Nepali text not being saved

tmtmtmtm · August 1, 2015, 12:38pm

With https://morph.io/tmtmtmtm/nepal-ca-members, data in Nepali is being lost when it’s written to the database. As you can see from the console, the script is correctly handling it, but ScraperWiki.save_sqlite seems to be losing it, as it doesn’t get stored to the database (I checked downloading the entire file in case it was just a display error).

I’ve certainly had to jump through interesting hoops in the past to be able to get ruby to correctly process text in some encodings, but as far as I can remember, once I got it processing correctly in ruby-land, I didn’t have to do anything special in morph/scraperwiki/sqlite-space with it, but perhaps there’s some option to something somewhere I should be setting, but can’t find?

Any suggestions?

equivalentideas · August 3, 2015, 6:13am

Hi @tmtmtmtm thanks for this!

Ive forked your scraper, and like yours, the Nepli text doesn’t display on the scraper page or appear in API output. But when I download the SQlite the characters are there. Weird.

Here’s that scraper https://morph.io/equivalentideas/nepal-ca-members

I’m not sure what’s going on, but I hope that helps a little. @henare any thoughts here?

equivalentideas · August 3, 2015, 7:16am

I can see the characters in your SQLite DB as well. So the characters are being collected, it’s just not displaying when it gets rendered in Ruby as csv, json or on the live site. This is a bug in morph.io , but the data is there in the scraper.

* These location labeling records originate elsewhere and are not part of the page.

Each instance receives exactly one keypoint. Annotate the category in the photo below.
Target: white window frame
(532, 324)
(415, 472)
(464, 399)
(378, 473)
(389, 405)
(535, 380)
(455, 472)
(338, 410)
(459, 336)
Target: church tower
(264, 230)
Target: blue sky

I’ve made an issue for this https://github.com/openaustralia/morph/issues/883 . We’ll get to onto this as soon as possible @tmtmtmtm thanks again for raising this.

henare · August 4, 2015, 1:41pm

OK I’ve looked into this a bit.

The reason you see it in the database and not in the morph.io interface is because of this magic we do to handle invalid UTF-8 data in the SQLite databases.

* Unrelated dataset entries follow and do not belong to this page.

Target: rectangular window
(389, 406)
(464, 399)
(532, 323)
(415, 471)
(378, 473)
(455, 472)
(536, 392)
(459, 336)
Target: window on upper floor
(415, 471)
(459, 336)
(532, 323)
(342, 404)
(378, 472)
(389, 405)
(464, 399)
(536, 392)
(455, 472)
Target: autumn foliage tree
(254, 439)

So that begs the question, why isn’t this being stored as UTF-8? After quite a bit of investigation it appears that open-uri and other libraries I’ve tried, mechanize, do not open the Google CSV file as UTF-8, they open it as ASCII-8BIT which then flows through to CSV and down to the SQLite database.

I tried a few quick hacks but I’ve not got a working solution yet.

henare · August 4, 2015, 11:34pm

@tmtmtmtm Worked it out. Pull request opened: https://github.com/tmtmtmtm/nepal-ca-members/pull/1

tmtmtmtm · August 5, 2015, 5:52am

Thanks — that seems to be working now. But I’m still very confused as to what was happening. If the data was making it to the database, why could it not come back out via the API?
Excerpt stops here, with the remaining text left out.